Desde los más pequeños hasta socios con décadas de historia en el club, como Nélida Pardo, se instalaron en la plazoleta de acceso, aplaudieron a su ídolo y, siempre que pudieron, buscaron una foto o un autógrafo. Del acto también participaron el intendente local, Gustavo Pulti, que le ofreció todo el apoyo para relanzar el Museo Guillermo Vilas, que el tenista cerró por "falta de apoyo". Y Arturo Grimaldi y Héctor Romani, presidente y vice de la Asociación Argentina de Tenis. "En algunas cosas estamos cerca, en otras no tanto", señaló Vilas. Así ubicó en la ceremonia esa historia de desencuentros con la institución que aún lo tiene como referente nacional e internacional.

Poco y nada quiso hablar de sus deseos eternos de ser capitán de Copa Davis.

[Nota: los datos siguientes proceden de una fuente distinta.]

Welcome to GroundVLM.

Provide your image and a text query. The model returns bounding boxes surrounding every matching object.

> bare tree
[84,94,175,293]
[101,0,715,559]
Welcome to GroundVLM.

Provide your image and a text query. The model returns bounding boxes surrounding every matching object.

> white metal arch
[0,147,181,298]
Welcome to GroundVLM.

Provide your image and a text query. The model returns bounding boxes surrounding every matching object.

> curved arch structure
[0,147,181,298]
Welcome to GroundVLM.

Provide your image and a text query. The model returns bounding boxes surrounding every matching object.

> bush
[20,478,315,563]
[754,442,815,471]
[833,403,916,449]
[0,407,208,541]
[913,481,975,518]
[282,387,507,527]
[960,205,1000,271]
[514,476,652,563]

Cuando le preguntaron qué había que hacer para alcanzar por primera vez ese título, sugirió que les trasladen la consulta a las autoridades de la AAT aquí presentes. Pero igual dejó al pasar alguna frase con sabor a análisis y contenido picante. "A todo el mundo le gusta ganar la Copa (Davis) solo; por ahí lo logra", afirmó, para cuestionar esas diferencias y enfrentamientos que suelen aparecer para esta competencia que, Vilas remarcó, "es una prueba de equipos".